14.如权利要求13所述的嵌合分子，其特征在于，所述Ang-2拮抗剂肽与scFv的N-末端融合；其中肽-scFv融合物具有如SEQ ID NO:21或22所示的氨基酸序列。

15.如权利要求13所述的嵌合分子，其特征在于，所述Ang-2拮抗剂肽可选地与scFv的C-末端融合；其中肽-scFv融合物具有如SEQ ID NO:27或28所示的氨基酸序列。

16.一种嵌合分子，其特征在于，所述嵌合分子包含具有一个或多个VEGF结合部分和一个或两个Ang-2拮抗剂肽的融合蛋白，其中所述VEGF结合部分是与SEQ ID NO:3具有至少95％同一性的氨基酸序列的VEGF捕获剂；其中所述嵌合分子包含两条相同的多肽链，每条具有与选自SEQ ID NO:15-17、23和24中之一有至少99％一致性的氨基酸序列。

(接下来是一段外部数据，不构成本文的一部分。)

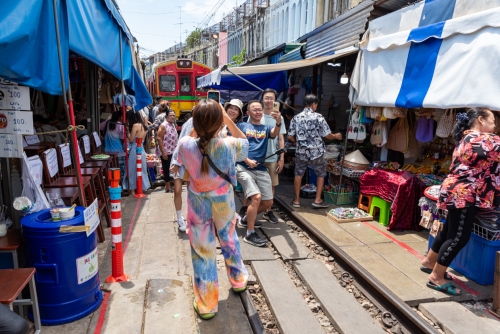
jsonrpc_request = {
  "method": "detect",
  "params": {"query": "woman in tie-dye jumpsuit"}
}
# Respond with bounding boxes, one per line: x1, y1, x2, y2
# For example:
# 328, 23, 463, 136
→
177, 99, 249, 319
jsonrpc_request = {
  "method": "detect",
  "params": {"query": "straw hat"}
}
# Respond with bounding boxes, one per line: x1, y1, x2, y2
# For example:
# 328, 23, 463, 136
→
343, 150, 370, 170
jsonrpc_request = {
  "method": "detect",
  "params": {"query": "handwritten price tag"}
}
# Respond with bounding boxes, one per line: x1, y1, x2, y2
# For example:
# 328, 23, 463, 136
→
92, 132, 102, 148
59, 144, 72, 168
78, 145, 84, 165
28, 156, 43, 186
84, 198, 100, 237
0, 134, 23, 158
83, 135, 90, 154
25, 134, 40, 145
44, 148, 58, 178
0, 86, 30, 110
0, 110, 34, 135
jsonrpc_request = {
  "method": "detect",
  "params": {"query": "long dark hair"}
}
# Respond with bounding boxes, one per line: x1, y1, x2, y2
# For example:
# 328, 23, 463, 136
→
192, 99, 223, 175
452, 107, 492, 143
108, 112, 122, 131
126, 110, 146, 134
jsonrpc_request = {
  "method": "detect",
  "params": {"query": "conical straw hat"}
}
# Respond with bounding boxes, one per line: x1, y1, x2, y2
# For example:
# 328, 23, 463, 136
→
344, 150, 369, 164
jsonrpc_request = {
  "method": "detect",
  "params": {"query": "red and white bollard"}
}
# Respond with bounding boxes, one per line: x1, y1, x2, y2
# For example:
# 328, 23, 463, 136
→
134, 137, 146, 198
106, 168, 129, 283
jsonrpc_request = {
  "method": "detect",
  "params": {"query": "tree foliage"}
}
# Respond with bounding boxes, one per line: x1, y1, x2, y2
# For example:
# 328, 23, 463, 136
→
186, 29, 201, 49
231, 49, 246, 67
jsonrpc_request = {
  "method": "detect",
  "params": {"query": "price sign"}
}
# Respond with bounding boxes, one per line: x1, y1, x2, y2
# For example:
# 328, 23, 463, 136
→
0, 86, 30, 110
0, 134, 23, 158
0, 77, 18, 85
44, 148, 58, 178
82, 135, 90, 154
84, 198, 100, 237
0, 110, 34, 135
59, 144, 72, 167
22, 137, 28, 147
27, 156, 43, 186
25, 134, 40, 145
78, 145, 84, 165
92, 132, 102, 148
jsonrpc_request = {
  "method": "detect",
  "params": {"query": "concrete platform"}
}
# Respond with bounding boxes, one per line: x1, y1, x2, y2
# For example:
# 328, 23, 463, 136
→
294, 259, 385, 334
252, 260, 324, 334
144, 277, 197, 334
260, 221, 313, 260
419, 302, 500, 334
275, 184, 494, 305
235, 226, 275, 262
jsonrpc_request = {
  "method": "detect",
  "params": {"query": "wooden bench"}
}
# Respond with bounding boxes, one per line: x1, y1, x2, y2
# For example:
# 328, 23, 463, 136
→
0, 268, 41, 333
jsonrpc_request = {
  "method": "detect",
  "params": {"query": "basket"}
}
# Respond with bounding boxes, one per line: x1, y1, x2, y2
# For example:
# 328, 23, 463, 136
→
324, 191, 359, 205
473, 223, 500, 241
342, 168, 365, 178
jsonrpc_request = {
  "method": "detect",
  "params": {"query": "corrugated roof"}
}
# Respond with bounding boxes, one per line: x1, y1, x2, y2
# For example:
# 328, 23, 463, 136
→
279, 46, 304, 62
304, 2, 373, 58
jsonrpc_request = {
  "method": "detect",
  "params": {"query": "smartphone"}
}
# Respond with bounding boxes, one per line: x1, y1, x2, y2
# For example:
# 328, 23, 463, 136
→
273, 102, 280, 112
207, 91, 220, 103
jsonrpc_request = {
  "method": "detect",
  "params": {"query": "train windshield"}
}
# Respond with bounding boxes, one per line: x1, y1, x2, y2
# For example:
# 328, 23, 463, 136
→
179, 74, 191, 95
160, 75, 175, 92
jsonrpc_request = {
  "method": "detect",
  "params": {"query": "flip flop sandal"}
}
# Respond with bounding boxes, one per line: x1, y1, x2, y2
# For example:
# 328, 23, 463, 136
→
420, 266, 453, 280
426, 281, 462, 296
193, 301, 216, 320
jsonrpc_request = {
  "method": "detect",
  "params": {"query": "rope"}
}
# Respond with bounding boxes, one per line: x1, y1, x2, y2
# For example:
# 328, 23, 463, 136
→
25, 125, 86, 144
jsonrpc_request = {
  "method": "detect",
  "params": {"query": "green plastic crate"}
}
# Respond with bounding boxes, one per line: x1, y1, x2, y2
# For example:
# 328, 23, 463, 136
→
324, 191, 359, 205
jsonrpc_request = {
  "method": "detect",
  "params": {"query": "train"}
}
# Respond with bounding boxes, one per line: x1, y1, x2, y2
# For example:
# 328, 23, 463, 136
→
146, 58, 211, 121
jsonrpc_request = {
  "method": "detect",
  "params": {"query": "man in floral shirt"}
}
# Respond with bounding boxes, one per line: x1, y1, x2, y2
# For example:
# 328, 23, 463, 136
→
288, 94, 342, 208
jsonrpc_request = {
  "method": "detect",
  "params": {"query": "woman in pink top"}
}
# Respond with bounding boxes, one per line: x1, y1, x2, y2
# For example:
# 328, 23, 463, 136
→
177, 99, 249, 320
157, 110, 178, 192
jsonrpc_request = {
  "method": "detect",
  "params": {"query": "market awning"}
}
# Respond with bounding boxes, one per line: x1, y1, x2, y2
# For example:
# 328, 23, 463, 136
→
197, 46, 358, 88
0, 0, 151, 109
350, 0, 500, 110
0, 0, 69, 96
67, 0, 151, 109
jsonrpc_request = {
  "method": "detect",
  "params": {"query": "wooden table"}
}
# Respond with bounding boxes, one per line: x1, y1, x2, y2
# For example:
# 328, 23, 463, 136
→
0, 268, 41, 333
0, 229, 22, 269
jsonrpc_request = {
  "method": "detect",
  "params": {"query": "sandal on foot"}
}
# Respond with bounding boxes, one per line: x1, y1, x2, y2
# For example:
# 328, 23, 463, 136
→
193, 301, 216, 320
233, 284, 247, 293
291, 200, 300, 208
420, 266, 453, 280
426, 281, 462, 296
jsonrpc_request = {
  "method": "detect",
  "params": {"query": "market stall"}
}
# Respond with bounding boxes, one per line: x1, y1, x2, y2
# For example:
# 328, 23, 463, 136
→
340, 0, 500, 285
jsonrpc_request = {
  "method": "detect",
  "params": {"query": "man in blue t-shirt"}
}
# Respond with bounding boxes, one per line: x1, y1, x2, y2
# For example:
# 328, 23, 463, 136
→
236, 100, 282, 247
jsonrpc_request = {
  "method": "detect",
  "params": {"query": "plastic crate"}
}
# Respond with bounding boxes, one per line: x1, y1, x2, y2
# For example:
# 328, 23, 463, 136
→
473, 223, 500, 241
428, 228, 500, 286
324, 191, 359, 205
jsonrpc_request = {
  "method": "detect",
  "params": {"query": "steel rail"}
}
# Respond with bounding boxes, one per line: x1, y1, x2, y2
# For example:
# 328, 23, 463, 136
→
274, 196, 438, 334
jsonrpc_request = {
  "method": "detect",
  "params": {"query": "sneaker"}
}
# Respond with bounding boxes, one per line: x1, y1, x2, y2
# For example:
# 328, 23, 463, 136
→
292, 200, 300, 208
243, 232, 267, 247
233, 283, 248, 293
177, 216, 187, 232
263, 211, 279, 224
239, 206, 248, 217
312, 201, 329, 208
237, 215, 262, 228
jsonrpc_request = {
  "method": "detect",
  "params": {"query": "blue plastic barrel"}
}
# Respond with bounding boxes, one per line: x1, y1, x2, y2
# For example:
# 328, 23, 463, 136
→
21, 207, 102, 325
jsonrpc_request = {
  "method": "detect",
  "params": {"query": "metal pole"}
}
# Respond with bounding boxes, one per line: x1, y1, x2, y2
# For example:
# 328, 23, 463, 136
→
52, 0, 86, 206
119, 30, 130, 190
336, 104, 353, 205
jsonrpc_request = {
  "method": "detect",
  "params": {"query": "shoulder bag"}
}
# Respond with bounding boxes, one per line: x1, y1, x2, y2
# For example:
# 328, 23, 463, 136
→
196, 139, 231, 184
387, 117, 409, 153
436, 109, 455, 138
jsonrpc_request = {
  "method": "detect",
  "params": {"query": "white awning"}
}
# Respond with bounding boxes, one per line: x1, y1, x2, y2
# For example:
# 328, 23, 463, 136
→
197, 46, 358, 88
349, 0, 500, 110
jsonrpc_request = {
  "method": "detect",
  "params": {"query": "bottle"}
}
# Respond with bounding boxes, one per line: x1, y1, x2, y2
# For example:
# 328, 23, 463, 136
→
0, 216, 6, 237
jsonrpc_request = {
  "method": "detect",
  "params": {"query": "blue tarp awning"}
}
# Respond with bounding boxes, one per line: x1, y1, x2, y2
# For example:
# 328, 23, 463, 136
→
0, 0, 69, 96
209, 72, 288, 92
0, 0, 151, 109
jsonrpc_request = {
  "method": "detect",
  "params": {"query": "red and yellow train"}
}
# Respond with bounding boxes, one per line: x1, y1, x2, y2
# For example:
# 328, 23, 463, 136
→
146, 58, 211, 120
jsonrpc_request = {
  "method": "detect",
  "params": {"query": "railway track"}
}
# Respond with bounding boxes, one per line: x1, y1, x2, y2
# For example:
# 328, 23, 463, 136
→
272, 196, 438, 334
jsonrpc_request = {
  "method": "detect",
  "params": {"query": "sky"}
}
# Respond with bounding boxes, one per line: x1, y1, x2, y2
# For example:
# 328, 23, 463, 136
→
116, 0, 247, 58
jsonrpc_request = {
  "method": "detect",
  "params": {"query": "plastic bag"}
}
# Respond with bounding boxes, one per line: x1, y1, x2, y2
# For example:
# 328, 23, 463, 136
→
46, 192, 65, 208
19, 155, 50, 215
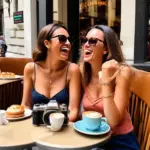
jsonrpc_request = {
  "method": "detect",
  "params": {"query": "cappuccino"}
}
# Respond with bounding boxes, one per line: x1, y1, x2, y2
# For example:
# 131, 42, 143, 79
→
83, 111, 102, 118
48, 112, 65, 131
50, 113, 64, 119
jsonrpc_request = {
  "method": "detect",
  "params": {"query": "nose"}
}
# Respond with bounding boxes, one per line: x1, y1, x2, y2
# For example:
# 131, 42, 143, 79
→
83, 41, 90, 48
66, 39, 71, 45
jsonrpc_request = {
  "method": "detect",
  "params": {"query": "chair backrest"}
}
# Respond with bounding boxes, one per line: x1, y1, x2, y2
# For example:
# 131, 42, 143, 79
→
129, 68, 150, 150
146, 133, 150, 150
0, 57, 32, 75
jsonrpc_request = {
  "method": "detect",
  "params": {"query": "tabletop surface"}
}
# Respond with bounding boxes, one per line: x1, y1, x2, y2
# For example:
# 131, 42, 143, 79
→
0, 80, 17, 85
0, 78, 23, 85
0, 117, 111, 149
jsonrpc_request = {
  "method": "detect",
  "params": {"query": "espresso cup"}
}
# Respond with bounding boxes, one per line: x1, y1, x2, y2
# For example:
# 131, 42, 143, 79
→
82, 111, 106, 131
48, 112, 65, 131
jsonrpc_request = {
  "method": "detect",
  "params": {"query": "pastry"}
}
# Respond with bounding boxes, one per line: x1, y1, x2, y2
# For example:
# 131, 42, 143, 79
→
0, 72, 16, 78
5, 105, 25, 118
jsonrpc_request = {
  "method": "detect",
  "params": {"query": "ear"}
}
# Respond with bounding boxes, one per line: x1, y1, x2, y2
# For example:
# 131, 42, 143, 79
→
44, 40, 51, 49
103, 50, 108, 55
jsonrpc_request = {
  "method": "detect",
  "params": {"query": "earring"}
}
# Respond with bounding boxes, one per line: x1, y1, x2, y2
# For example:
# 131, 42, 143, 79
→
104, 51, 108, 55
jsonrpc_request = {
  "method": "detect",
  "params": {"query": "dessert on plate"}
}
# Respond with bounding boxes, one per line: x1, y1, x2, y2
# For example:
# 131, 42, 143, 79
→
0, 72, 16, 78
5, 105, 25, 118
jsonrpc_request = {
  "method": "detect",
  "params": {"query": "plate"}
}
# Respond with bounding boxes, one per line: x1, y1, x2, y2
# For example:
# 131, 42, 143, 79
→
6, 108, 32, 121
0, 75, 23, 80
73, 120, 110, 136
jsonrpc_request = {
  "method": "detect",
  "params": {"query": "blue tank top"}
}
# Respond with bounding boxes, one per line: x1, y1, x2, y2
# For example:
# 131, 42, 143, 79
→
32, 63, 70, 106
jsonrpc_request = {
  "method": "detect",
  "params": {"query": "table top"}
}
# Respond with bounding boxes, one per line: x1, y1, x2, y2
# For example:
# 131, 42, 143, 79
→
0, 78, 23, 85
0, 118, 111, 150
0, 80, 17, 85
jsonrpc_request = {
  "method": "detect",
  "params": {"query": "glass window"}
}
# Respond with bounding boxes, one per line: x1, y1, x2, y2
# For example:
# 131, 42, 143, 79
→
53, 0, 67, 27
79, 0, 121, 39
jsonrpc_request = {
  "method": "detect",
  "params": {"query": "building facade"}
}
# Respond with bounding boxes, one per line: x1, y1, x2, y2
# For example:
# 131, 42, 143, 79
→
1, 0, 149, 70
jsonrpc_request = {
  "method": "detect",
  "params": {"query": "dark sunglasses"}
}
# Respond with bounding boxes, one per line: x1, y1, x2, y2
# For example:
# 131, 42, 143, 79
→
50, 35, 71, 43
80, 37, 104, 46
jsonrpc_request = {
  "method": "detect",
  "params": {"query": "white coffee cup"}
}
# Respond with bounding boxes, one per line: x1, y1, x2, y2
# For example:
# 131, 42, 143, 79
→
47, 112, 65, 131
0, 110, 8, 125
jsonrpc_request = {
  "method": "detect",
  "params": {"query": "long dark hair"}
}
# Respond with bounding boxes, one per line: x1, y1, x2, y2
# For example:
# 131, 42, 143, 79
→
32, 23, 67, 62
80, 25, 125, 86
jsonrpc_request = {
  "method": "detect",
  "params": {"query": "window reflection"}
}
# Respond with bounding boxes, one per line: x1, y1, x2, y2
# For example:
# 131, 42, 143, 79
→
79, 0, 121, 40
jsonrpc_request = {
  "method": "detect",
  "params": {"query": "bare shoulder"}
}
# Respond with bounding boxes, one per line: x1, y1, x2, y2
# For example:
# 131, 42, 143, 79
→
119, 65, 133, 81
68, 63, 80, 73
24, 62, 34, 76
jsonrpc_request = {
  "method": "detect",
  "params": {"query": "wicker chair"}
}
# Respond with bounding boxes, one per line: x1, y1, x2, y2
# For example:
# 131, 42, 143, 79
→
129, 68, 150, 150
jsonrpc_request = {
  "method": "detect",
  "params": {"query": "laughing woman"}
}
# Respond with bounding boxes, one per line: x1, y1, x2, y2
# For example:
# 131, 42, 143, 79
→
21, 23, 82, 122
79, 25, 139, 150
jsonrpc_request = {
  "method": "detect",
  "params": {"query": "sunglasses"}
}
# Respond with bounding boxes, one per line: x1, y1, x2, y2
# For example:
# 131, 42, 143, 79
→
50, 35, 71, 43
80, 37, 104, 46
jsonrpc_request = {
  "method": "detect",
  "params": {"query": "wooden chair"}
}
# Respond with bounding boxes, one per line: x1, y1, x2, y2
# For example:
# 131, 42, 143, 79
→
129, 68, 150, 150
146, 133, 150, 150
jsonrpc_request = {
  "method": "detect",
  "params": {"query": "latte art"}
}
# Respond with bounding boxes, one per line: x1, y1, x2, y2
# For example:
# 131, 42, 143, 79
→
83, 111, 102, 118
50, 113, 64, 119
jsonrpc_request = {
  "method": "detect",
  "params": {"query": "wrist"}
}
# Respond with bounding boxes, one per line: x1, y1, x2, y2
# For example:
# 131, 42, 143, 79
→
102, 92, 114, 99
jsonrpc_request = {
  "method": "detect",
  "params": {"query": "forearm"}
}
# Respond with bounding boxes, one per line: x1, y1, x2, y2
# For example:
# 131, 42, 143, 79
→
103, 95, 121, 128
68, 108, 79, 122
21, 96, 32, 109
102, 78, 121, 128
21, 102, 32, 109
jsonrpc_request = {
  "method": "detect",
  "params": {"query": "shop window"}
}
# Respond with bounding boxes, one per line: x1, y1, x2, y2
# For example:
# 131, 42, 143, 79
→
79, 0, 121, 40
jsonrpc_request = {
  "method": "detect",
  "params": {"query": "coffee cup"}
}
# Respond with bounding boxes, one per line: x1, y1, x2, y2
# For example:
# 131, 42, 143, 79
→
0, 110, 8, 125
47, 112, 65, 131
82, 111, 107, 131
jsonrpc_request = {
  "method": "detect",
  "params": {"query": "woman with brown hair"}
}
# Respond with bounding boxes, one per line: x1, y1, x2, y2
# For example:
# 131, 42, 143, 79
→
79, 25, 139, 149
21, 23, 82, 122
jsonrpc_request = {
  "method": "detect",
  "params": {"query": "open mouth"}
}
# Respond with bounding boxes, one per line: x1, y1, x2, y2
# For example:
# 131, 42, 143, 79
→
60, 48, 69, 56
84, 49, 93, 56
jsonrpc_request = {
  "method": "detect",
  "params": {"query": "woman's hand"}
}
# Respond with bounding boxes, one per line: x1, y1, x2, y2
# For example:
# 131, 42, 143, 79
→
99, 59, 120, 83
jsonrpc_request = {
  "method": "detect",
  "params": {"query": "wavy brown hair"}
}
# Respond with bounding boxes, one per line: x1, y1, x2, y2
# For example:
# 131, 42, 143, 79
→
79, 25, 125, 86
32, 23, 67, 62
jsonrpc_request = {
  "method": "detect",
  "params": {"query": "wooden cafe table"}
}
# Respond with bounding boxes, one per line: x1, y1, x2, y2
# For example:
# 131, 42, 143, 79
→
0, 117, 111, 150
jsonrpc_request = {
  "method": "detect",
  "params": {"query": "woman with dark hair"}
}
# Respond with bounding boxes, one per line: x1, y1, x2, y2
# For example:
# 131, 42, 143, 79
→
21, 23, 82, 122
79, 25, 139, 149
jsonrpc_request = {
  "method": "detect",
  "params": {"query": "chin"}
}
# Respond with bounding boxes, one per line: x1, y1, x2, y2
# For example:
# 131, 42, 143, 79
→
60, 55, 69, 61
83, 56, 93, 62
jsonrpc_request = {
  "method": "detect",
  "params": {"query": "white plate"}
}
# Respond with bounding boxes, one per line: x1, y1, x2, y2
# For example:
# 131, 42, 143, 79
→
6, 108, 32, 121
0, 75, 23, 80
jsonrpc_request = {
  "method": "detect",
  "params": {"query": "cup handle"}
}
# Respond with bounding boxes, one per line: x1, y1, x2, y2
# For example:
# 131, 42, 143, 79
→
101, 117, 108, 123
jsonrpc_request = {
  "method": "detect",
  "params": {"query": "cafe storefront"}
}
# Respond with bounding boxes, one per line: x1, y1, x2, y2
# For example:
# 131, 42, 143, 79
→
3, 0, 150, 71
37, 0, 122, 62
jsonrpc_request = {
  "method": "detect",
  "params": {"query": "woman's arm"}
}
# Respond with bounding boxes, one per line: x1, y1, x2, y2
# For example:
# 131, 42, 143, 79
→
68, 63, 82, 122
21, 62, 34, 109
101, 61, 133, 128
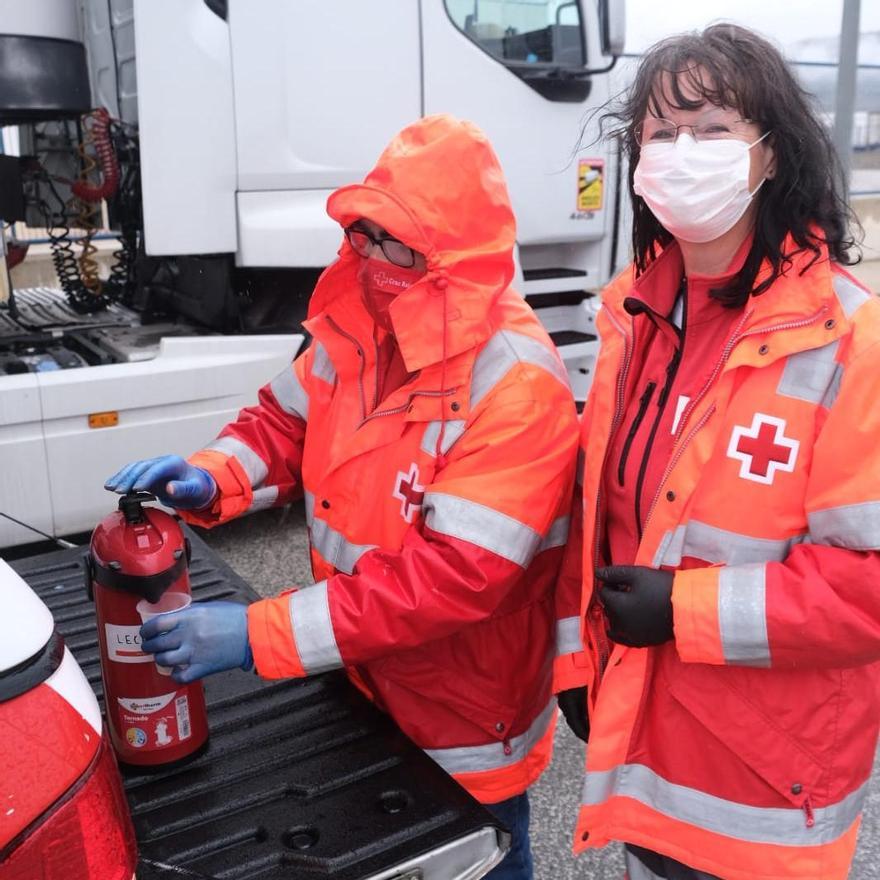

17.编码如权利要求1所述的嵌合分子的一种或多种多核苷酸。

18.包含如权利要求17所述的一种或多种多核苷酸的一种或多种表达载体。

19.用一个或多个如权利要求18所述的表达载体转染的宿主细胞。

20.制备如权利要求1所述的嵌合分子的方法，其特征在于，所述方法包括在允许所述嵌合分子表达的条件下培养转染有一个或多个表达载体的宿主细胞和分离所述嵌合分子，所述表达载体包含编码权利要求1所述的嵌合分子的多核苷酸。

21.一种药物组合物，其特征在于，所述药物组合物包含权利要求1-16中任一项所述的嵌合分子和药学上可接受的赋形剂。

22.如权利要求21所述的药物组合物，其特征在于，所述药物组合物包含一种或多种可接受的载体。

23.如权利要求21所述的药物组合物，其特征在于，所述药物组合物为冻干制剂或水溶液形式。

24.如权利要求21所述的药物组合物，其特征在于，所述药物组合物包含载体，赋形剂，稀释剂，合适的粘合剂，润滑剂，悬浮剂，包衣剂或增溶剂中的一种或几种。

25.一种治疗患有癌症，增殖性视网膜病变，湿性年龄相关性黄斑变性(wAMD)，视网膜静脉闭塞(RVO)后黄斑水肿，糖尿病黄斑水肿(DME)或糖尿病视网膜病变(DR)的患者的方法，其特征在于，所述方法包括向受试者施用如权利要求21所述的药物组合物。